Department of Biostatistics, Epidemiology and Informatics, University of Pennsylvania Perelman School of Medicine, Philadelphia, Pennsylvania, USA.
Stat Med. 2024 Nov 20;43(26):4913-4927. doi: 10.1002/sim.10192. Epub 2024 Sep 9.
Clustering functional data aims to identify unique functional patterns in the entire domain, but this can be challenging due to phase variability that distorts the observed patterns. Curve registration can be used to remove this variability, but determining the appropriate level of warping flexibility can be complicated. Curve registration also requires a target to which a functional object is aligned, typically the cross-sectional mean of functional objects within the same cluster. However, this mean is unknown prior to clustering. Furthermore, there is a trade-off between flexible warping and the number of resulting clusters. Removing more phase variability through curve registration can lead to fewer remaining variations in the functional data, resulting in a smaller number of clusters. Thus, the optimal number of clusters and warping flexibility cannot be uniquely identified. We propose to use external information to solve the identification issue.
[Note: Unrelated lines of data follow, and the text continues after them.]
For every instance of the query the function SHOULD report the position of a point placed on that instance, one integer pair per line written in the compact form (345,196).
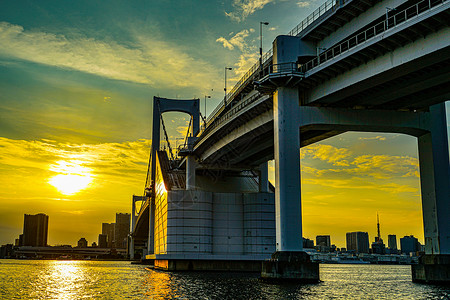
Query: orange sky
(76,83)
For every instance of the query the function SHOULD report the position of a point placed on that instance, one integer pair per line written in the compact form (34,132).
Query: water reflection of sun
(72,178)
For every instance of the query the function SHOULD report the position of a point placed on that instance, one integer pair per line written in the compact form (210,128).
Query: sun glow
(72,178)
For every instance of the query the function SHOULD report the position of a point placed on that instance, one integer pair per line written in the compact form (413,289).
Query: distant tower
(378,239)
(35,230)
(378,246)
(392,242)
(108,230)
(121,230)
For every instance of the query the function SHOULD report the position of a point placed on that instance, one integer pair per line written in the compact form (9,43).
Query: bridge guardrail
(373,31)
(216,122)
(330,4)
(345,46)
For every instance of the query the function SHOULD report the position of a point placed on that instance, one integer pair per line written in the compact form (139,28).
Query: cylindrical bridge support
(288,212)
(190,172)
(264,177)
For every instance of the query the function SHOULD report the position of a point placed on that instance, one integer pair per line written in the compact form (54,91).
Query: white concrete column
(435,183)
(190,172)
(440,145)
(151,228)
(133,224)
(430,226)
(264,177)
(288,212)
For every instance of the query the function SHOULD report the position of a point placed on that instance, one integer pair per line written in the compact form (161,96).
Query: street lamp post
(388,9)
(260,44)
(225,89)
(204,120)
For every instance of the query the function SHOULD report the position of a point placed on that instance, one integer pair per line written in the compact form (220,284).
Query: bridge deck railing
(328,5)
(327,55)
(373,31)
(250,74)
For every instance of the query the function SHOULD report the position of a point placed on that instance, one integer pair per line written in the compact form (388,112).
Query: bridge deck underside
(413,86)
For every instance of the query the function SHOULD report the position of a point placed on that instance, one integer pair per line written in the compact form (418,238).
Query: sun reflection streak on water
(63,280)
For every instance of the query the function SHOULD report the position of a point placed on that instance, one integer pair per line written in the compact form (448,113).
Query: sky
(77,79)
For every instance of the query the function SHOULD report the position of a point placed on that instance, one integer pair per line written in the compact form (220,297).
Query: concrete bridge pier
(434,266)
(289,262)
(264,177)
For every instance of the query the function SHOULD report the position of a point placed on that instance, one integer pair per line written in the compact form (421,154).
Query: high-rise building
(82,243)
(35,230)
(102,241)
(392,242)
(121,230)
(307,243)
(358,242)
(108,230)
(409,244)
(378,246)
(323,240)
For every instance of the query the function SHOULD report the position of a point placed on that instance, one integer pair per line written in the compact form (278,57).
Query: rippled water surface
(25,279)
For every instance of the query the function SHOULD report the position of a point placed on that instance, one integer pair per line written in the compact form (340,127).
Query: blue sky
(77,80)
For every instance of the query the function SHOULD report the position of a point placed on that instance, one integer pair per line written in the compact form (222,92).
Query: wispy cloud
(148,61)
(116,161)
(244,8)
(378,137)
(237,40)
(303,3)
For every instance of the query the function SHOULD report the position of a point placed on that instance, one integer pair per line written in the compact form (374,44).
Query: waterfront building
(102,241)
(392,242)
(108,230)
(323,240)
(323,243)
(307,243)
(35,230)
(121,230)
(82,243)
(409,244)
(358,242)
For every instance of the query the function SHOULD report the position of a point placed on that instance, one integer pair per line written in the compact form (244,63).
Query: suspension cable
(187,133)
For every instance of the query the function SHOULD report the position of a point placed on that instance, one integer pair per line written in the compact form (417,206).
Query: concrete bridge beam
(264,177)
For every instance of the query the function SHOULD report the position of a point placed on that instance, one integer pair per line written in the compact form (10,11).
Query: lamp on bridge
(204,118)
(225,89)
(388,9)
(260,45)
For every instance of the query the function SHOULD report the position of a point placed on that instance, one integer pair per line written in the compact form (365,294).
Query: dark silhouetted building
(409,244)
(35,230)
(392,242)
(82,243)
(102,241)
(358,242)
(6,251)
(108,230)
(307,243)
(121,230)
(323,240)
(323,243)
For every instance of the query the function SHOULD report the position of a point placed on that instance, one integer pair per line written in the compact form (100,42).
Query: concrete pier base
(290,266)
(208,265)
(432,268)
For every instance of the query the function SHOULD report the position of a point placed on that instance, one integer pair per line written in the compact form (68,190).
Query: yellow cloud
(244,8)
(149,61)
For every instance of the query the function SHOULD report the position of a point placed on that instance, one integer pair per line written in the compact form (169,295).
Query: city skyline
(77,82)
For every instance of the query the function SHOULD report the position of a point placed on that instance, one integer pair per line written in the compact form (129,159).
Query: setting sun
(73,177)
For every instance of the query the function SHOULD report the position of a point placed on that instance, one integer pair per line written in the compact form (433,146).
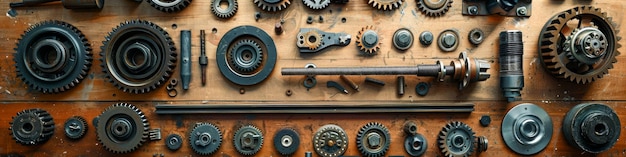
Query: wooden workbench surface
(94,94)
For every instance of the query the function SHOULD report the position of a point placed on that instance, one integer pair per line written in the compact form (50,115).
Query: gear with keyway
(373,140)
(122,128)
(52,56)
(205,138)
(456,139)
(272,5)
(385,4)
(582,52)
(32,127)
(138,56)
(169,6)
(434,8)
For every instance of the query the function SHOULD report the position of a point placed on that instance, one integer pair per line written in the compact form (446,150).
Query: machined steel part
(527,129)
(464,70)
(310,40)
(52,57)
(581,53)
(591,127)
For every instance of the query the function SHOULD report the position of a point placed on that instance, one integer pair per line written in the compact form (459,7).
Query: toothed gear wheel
(205,138)
(456,139)
(248,140)
(220,12)
(373,140)
(138,56)
(32,127)
(52,57)
(169,6)
(316,4)
(122,128)
(272,5)
(434,8)
(368,40)
(75,127)
(582,53)
(330,141)
(385,4)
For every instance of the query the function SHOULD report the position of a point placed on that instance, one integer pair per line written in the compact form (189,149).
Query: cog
(368,40)
(75,127)
(272,5)
(52,56)
(330,141)
(248,140)
(373,140)
(32,127)
(138,56)
(567,56)
(122,128)
(230,10)
(456,139)
(169,6)
(205,138)
(385,4)
(434,9)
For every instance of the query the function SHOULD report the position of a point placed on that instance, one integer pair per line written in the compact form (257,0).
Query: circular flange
(527,129)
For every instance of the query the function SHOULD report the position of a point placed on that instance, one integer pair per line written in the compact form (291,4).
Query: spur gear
(373,140)
(32,127)
(582,53)
(205,138)
(434,8)
(456,139)
(169,6)
(385,4)
(330,141)
(272,5)
(138,56)
(122,128)
(52,56)
(368,40)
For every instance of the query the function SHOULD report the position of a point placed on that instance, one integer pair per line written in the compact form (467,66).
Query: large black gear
(122,128)
(32,127)
(205,138)
(52,56)
(138,56)
(373,140)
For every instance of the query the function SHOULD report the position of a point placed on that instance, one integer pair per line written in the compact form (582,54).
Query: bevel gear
(32,127)
(272,5)
(456,139)
(434,9)
(368,40)
(52,56)
(122,128)
(385,4)
(138,56)
(583,53)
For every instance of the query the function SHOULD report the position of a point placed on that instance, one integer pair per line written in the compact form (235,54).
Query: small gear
(205,138)
(456,139)
(75,127)
(434,9)
(248,140)
(286,141)
(32,127)
(169,6)
(220,12)
(330,141)
(385,4)
(373,140)
(122,128)
(368,40)
(272,5)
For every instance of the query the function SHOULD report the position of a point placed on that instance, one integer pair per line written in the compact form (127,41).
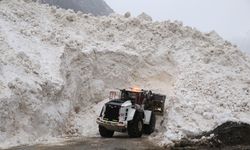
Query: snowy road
(120,142)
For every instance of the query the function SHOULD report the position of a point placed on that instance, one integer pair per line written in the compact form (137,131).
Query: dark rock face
(235,135)
(95,7)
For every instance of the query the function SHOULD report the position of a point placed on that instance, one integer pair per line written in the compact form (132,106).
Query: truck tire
(150,128)
(105,132)
(135,126)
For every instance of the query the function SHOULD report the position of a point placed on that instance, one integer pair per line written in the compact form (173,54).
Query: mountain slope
(56,67)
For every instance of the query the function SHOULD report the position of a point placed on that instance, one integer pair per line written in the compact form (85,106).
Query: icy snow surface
(56,67)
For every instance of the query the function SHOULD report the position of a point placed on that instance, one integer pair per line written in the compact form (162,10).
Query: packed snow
(57,67)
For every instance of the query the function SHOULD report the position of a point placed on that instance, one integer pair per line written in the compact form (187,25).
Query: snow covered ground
(56,67)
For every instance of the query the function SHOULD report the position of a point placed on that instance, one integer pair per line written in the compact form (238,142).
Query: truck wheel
(135,126)
(148,129)
(105,132)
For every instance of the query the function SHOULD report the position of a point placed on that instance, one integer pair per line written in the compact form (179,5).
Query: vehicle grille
(112,112)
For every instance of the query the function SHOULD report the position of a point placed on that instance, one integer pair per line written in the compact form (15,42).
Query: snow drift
(95,7)
(56,67)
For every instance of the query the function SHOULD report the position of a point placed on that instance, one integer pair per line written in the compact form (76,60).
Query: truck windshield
(128,95)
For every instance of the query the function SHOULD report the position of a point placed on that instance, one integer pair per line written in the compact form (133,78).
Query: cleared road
(120,142)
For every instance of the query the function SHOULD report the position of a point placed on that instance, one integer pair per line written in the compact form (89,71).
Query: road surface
(120,142)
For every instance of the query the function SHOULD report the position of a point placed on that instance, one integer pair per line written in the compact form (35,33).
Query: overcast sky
(230,18)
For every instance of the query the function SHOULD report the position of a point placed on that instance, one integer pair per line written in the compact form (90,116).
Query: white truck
(133,112)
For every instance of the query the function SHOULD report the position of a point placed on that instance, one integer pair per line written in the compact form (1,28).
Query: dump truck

We define a cross validated Kullback-Leibler information criterion to select the number of clusters and the warping penalty. The criterion is derived from the predictive classification likelihood considering the joint distribution of both the functional data and external variable and penalizes the uncertainty in the cluster membership. We evaluate our method through simulation and apply it to electrocardiographic data collected in the Chronic Renal Insufficiency Cohort study. We identify two distinct clusters of electrocardiogram (ECG) profiles, with the second cluster exhibiting ST segment depression, an indication of cardiac ischemia, compared to the normal ECG profiles in the first cluster.
聚类功能数据旨在识别整个域中的独特功能模式,但由于相位变化会扭曲观察到的模式,因此这可能具有挑战性。曲线配准可用于消除这种可变性,但确定适当的扭曲灵活性水平可能很复杂。曲线配准还需要一个目标,将功能对象与该目标对齐,通常是同一聚类中功能对象的横截面平均值。然而,在聚类之前,平均值是未知的。此外,在灵活的扭曲和产生的聚类数量之间存在权衡。通过曲线配准消除更多的相位变化会导致功能数据中剩余的变化更少,从而导致聚类数量减少。因此,无法唯一确定最佳的聚类数量和扭曲灵活性。我们建议使用外部信息来解决识别问题。我们定义了一个交叉验证的 Kullback-Leibler 信息准则来选择聚类数量和扭曲惩罚。该准则源自考虑功能数据和外部变量联合分布的预测分类似然,并惩罚聚类成员身份的不确定性。我们通过模拟评估了我们的方法,并将其应用于慢性肾功能不全队列研究中收集的心电图数据。我们确定了两个不同的心电图 (ECG) 特征聚类,与第一聚类中的正常 ECG 特征相比,第二个聚类表现出 ST 段压低,表明存在心肌缺血。